As per the single copy update, this scheme can be implemented by using the SWUpdate agent.
This improves on the previous approach by reducing downtime (the update can be downloaded in the background), separating the download of the update to when it is applied (so that the reboot can be scheduled when it is convenient), and allowing a rollback to the previous version in the case either of a corrupted update, or if problems are found with the new version.
3. Golden Partition
In this case an additional partition holds a copy of the software which is never updated. This means that there is always a bootable version available, but it takes disc space which is not often used and doesn't answer how to update the main copy. It is of most useful for devices where the end-user may need factory-reset functionality.
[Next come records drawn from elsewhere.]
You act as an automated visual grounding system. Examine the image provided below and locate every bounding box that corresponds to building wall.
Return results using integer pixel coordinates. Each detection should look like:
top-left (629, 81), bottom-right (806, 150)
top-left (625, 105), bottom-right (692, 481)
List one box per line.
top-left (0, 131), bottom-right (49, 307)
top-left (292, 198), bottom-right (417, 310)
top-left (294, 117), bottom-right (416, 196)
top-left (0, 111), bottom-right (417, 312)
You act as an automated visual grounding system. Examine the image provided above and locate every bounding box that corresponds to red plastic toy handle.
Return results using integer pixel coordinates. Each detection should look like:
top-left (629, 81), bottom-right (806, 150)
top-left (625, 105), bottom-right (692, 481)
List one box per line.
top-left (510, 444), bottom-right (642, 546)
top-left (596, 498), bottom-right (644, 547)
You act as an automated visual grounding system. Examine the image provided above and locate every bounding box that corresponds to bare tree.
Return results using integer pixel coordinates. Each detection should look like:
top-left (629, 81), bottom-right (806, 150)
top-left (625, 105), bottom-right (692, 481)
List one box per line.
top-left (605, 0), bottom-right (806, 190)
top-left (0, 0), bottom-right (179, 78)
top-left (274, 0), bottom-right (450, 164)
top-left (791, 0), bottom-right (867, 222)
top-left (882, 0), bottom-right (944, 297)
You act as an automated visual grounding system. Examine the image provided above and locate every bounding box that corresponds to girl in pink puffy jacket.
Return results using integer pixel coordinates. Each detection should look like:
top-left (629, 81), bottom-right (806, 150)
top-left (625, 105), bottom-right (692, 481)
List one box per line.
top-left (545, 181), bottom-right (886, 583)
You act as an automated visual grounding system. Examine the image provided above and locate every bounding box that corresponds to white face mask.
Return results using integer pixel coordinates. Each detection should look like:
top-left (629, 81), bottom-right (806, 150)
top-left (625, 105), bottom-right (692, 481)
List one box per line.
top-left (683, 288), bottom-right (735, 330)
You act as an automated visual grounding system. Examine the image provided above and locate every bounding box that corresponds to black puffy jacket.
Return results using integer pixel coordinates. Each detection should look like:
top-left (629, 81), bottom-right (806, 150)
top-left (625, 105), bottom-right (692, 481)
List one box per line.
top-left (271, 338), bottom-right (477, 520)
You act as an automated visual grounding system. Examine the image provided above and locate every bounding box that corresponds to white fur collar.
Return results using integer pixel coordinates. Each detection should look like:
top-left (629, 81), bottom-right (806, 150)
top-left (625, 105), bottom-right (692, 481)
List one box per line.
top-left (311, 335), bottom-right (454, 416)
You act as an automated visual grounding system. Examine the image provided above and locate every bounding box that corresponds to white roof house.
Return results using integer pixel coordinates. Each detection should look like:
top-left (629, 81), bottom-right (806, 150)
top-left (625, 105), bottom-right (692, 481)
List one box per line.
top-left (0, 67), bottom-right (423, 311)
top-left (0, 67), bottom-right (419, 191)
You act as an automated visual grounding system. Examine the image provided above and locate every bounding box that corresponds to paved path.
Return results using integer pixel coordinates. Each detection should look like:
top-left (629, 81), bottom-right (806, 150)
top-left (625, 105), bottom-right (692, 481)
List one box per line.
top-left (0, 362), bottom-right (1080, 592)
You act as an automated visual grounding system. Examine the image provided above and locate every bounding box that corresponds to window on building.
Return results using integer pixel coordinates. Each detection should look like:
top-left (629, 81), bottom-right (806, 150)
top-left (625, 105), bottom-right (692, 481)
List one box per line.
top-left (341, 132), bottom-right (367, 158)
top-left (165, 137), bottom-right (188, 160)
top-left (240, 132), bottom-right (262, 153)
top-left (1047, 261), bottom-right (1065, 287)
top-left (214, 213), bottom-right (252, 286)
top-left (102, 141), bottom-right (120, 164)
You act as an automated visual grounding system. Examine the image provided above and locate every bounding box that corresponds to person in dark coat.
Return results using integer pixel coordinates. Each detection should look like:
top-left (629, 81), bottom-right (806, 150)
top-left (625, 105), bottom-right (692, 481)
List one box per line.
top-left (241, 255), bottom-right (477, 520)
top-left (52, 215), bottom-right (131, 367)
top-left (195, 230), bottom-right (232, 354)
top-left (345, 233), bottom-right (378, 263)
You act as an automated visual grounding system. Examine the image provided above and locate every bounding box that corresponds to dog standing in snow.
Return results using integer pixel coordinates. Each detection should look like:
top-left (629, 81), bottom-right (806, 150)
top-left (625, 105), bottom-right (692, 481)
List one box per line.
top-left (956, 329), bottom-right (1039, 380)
libOSTree takes a very different approach to updates. Rather than writing a filesystem image to a partition, it performs atomic upgrades of complete fileystem trees. It describes itself as "git for operating system binaries", a content-addressed store together with tools for bootloader configuration, configuration management and other actions required as part of uploads..
It has some distinct advantages other the other approaches:
- update size is minimised;
- easy for settings to be persistent, as the entire filesystem is not wiped;
- you can have multiple parallel installations.
The downside is that (it is generally considered) to be much more complicated to set-up and use.
Currently Zoetrope are using the Double Copy Update method effectively in production, but are considering moving to libOSTree for a reduction in the size of updates and the additional security options it provides.
Some Additional Notes
- SWUpdate doesn't (currently) support encrypted and compressed updates - you need to make a choice
- Try and keep private information out of updates - it is a weak link in the security chain unless the update is encrypted and signed
- Try and keep secret information off the end device - it can be compromised. If your device has a Trusted Platform Module, use it.
- Make it so that rogue/compromised devices can be blacklisted server-side.
uBoot is the bootloader used by Yocto.
- uBoot reads a lot from environment files on the device. Be careful about any security issues that this may introduce.
- Flattened Image Trees are supported. These can be signed.
- Can hardcode boot commands in uBoot. This is not well documented.
Thanks to Micahel from Zoetrope for sharing this information. I've a potential project coming up which would involve upgrading over very constrained links, so I'm grateful for him pointing out libOSTree to me.
There were two lightning introductions that I'd like to call out. The IoT Security Foundation Working Group 3 is producing some guidelines on patching constrained devices. They should soon be available from their publications page.